The poet R. S. Thomas wrote about gratitude in this way:

I have seen the sun break through
To illuminate a small field for a while,
And gone my way and forgotten it
But that was the pearl of great price,
The one field that had the treasure in it.
I realize now that I must give all that I have to possess it.
Life is not hurrying on to a receding future,
Nor hankering after an imagined past.
It is turning aside like Moses
To the miracle of a lit bush,
To a brightness that seemed as transitory as your youth once,
But is the eternity that awaits you.

When we are grateful, we look at an experience, a bird, a friend, a meal, again, we know it twice, and therein we find God, we find, as R. S. Thomas puts it, eternity. Our eyes are healed.

We can hear, though, Jesus’ grief that only one of the ten lepers returns to him.

 Were not ten made clean? But the other nine, where are they? Was none of them found to return and give praise to God except this foreigner? (Luke 17:17-18) Jesus questions.

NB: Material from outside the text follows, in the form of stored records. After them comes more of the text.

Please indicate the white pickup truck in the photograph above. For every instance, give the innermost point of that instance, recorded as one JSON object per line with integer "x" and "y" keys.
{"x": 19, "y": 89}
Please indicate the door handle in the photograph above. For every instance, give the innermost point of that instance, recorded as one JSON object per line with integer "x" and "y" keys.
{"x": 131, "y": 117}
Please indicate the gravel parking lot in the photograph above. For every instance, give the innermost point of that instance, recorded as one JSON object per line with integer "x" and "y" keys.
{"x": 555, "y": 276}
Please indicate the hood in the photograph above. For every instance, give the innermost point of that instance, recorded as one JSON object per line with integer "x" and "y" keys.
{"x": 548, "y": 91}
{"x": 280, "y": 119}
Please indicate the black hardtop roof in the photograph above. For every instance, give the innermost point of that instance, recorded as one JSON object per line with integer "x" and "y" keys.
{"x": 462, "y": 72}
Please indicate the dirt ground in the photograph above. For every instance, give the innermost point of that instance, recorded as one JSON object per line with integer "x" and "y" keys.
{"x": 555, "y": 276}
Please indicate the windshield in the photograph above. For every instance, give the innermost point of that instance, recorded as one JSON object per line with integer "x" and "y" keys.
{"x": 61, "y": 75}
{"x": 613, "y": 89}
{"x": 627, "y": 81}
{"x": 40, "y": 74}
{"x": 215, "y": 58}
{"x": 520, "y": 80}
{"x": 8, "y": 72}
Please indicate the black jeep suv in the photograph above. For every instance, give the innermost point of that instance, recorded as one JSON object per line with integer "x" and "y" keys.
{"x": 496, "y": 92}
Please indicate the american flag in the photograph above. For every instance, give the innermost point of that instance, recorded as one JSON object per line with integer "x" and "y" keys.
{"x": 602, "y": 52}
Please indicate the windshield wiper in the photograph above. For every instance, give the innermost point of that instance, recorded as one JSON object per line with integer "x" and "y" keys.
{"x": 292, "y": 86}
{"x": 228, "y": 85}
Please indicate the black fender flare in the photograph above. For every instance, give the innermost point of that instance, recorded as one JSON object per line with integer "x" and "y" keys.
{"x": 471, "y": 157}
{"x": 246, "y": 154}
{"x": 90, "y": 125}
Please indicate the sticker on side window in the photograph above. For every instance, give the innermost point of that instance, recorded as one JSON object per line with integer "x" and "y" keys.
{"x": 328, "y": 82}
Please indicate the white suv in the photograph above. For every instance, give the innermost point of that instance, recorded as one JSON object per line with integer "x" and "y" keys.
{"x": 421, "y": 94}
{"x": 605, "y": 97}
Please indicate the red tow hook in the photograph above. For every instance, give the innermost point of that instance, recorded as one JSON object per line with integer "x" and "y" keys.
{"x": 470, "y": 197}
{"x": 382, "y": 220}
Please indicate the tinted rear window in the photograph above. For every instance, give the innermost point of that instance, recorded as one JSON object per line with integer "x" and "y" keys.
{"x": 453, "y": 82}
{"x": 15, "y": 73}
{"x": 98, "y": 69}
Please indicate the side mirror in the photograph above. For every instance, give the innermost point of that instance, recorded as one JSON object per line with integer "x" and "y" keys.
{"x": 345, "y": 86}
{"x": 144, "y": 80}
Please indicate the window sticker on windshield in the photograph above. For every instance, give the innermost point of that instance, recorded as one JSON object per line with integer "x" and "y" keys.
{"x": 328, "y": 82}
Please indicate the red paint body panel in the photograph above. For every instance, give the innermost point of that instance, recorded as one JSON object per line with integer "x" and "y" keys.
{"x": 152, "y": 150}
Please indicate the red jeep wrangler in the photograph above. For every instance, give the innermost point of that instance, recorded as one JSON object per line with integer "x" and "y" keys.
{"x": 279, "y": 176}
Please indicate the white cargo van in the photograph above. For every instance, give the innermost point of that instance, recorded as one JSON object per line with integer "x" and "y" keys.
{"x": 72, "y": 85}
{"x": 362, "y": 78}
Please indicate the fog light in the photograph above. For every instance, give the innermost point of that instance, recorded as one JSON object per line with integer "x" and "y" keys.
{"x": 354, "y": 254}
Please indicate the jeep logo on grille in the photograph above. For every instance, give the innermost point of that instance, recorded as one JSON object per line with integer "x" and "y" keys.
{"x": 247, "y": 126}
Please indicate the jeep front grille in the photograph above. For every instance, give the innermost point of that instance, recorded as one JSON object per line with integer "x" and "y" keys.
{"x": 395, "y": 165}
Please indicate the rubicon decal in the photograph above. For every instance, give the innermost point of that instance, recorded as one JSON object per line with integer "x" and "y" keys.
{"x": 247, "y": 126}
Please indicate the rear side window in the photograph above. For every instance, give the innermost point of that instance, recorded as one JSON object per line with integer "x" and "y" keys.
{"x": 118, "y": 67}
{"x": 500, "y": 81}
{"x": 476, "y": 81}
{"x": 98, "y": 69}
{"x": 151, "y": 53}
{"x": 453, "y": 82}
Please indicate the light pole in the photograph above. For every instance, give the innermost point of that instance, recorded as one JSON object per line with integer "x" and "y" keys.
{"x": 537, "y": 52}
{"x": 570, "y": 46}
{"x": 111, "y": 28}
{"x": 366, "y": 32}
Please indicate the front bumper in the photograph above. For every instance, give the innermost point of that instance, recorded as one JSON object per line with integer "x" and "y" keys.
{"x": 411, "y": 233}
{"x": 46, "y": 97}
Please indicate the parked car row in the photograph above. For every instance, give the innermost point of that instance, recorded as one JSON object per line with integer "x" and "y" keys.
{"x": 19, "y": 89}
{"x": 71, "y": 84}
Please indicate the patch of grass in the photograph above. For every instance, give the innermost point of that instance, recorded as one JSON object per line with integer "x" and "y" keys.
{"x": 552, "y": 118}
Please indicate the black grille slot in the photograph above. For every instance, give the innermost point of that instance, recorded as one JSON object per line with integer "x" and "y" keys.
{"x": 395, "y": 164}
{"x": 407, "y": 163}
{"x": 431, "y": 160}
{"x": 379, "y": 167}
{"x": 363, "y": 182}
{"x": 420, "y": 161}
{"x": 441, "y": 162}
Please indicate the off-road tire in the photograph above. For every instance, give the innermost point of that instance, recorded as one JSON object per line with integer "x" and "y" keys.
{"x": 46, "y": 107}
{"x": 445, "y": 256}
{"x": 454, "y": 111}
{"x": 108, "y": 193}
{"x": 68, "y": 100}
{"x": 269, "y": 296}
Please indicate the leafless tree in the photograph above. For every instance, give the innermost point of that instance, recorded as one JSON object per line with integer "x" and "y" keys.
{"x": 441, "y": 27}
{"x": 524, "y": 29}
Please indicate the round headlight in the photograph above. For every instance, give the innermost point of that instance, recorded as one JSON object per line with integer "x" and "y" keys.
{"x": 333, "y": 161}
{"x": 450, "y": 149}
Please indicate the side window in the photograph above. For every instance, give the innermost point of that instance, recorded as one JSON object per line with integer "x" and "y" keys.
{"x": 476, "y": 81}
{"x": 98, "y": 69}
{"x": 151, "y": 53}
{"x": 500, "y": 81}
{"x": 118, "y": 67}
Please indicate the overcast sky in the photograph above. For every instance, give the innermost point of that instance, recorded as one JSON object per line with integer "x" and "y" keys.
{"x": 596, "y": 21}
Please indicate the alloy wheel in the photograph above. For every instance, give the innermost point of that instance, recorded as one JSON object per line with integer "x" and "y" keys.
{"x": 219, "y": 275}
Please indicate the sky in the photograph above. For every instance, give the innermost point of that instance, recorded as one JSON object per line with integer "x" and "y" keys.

This foreigner … as in the story of the Good Samaritan that we heard and reflected upon a few weeks ago… the one character who knows the way of God, knows how to respond as God would respond is an outsider, a Samaritan. Those hearing the story would have, again, been utterly shocked. Maybe, though, in the shock, they saw a truth.

Jesus says to the man, “Get up and go on your way; your faith has made you well.” Jesus honours the Samaritan’s gratitude is an expression of faith. It is not so much that he asked Jesus for healing of his leprosy; it is that he can see that God has healed him; he has expressed his gratitude at that healing. The outsider belongs.

When we think about our readings this morning, from the Book of the Prophet Jeremiah and from the Gospel according to Saint Luke, it seems that when suffering strikes, to paraphrase the passage that we know well from the Book of Ecclesiastes, that there is a time for enduring and a time for being set free.  … a time for enduring and a time for being set free. And we might wonder about having the discernment to know which time we are in.

What we glimpse in each reading is that God is with us. God is a witness to us and our struggle. And God’s loving presence will guide us as we discern when it is that we must settle for a time and when it is that we might cry out for the healing of God to set us free.

[1] Church times 15 March 2019

[2] John Shea The Relentless Widow p.286.